There are two things people love: social media and feeling like they belong — and guess what, they’ll love it even MORE if you give them a reward for doing it.

For their annual Oscars after party, Vanity Fair installed in 2015 a “Twitter vending machine” that would reward users with points each time they mentioned the magazine on the social platform. People could then redeem those points for prizes like cocktail shakers and jewellery.

You probably don’t have Vanity Fair’s kind of budget and if you do, then I’d imagine you’d be thinking something like: “Twitter Vending Machine”? HA! That’s nothing compared to my FACEBOOK LASER-FIRING SPACESHIP!
Yes, I know.

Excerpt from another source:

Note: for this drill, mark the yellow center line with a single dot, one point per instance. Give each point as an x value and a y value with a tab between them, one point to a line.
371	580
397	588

It doesn’t make any sense. What I’m trying to say is that you can still hand out a reward with little budget. How about free drinks?

 

Vanity Fair's social club at the Oscars

Vanity Fair’s social club at the Oscars 2015

 

Live Stream is your Friend

Photo booths, yes, we know. Everyone and their mother has done it, but they’re still effective — especially if you give them a twist.

Try connecting your booth with a live stream of pictures on screens placed around the venue to show everybody what people are sharing. Chances are when other guests see these pictures they’ll want to add theirs, too. Rebel Mouse and Sharypic will both get you started here.

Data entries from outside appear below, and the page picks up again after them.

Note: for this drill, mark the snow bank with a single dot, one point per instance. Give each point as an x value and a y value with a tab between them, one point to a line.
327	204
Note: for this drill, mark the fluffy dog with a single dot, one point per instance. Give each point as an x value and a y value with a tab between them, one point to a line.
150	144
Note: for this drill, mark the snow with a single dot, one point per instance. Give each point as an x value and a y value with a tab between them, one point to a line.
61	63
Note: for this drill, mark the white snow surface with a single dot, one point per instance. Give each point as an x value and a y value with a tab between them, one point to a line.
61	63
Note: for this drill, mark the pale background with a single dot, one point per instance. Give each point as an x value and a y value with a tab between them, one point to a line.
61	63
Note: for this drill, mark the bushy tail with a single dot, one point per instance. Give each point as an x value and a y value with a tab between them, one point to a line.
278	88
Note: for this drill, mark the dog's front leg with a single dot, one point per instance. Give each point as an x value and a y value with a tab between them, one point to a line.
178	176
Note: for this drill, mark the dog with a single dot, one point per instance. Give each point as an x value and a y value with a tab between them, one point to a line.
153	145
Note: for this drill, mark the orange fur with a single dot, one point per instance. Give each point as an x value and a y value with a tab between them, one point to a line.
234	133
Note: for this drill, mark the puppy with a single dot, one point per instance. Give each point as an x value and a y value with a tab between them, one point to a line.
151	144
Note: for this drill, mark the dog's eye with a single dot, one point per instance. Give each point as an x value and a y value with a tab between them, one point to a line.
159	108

Note: Learn hot to live stream an event here.

Create a Snapchat Geofilter

Snapchat can be a fantastic tool for live events, (you know, if you want to like get down with the kids) but there are still a lot of people who are either a bit baffled by the technology or just don’t know what to do with it (us, old people). For instance, are you aware that you can create your own custom overlay that is locked to a certain geographical area? That’s called a geofilter, and brands can buy their own for specific occasions. It’s instant branding and a fun way to get people chatting. Those crazy teens!

Event Manager Blog has a simple guide to getting a custom on-demand geofilter ready to go for your next project.

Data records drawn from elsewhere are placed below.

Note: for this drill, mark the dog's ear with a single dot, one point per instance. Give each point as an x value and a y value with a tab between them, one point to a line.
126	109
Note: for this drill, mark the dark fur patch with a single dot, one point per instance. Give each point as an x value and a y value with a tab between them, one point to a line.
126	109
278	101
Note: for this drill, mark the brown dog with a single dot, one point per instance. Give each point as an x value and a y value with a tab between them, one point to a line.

Use light to create a new Space

Light art can be a brilliant way to get your guests feeling like they’re immersed in a space they normally wouldn’t be in. With a bit of visual trickery, you can transform just about any Ibis into a Ritz. You’ll need to work with somebody who knows what they’re doing here (you wouldn’t let just anyone perform plastic surgery on you, now would you?), but great lighting can be amazing.

Check out this campaign Nike did ahead of the Rio Olympics to get people extra inspired about exercise and sport. With just some lights and a couple of screens, they turned a regular venue into a multi-sensory spectacle.

 

This light installation was part of Nike's 2016 Olympics campaign

Nike’s “pop up” gym was a multi-sensorial experience.

 

Summing it all up

It’s essential to know your audience and take their feelings into account when you make every planning decision. These ideas may or may not work for everyone, so gather your data before making any crucial — and potentially expensive decision. Not everybody will be interested in using a Snapchat geofilter, for instance (us, old people). Think about your goals and what kind of personality you want the event to have.

And remember, authenticity drives success.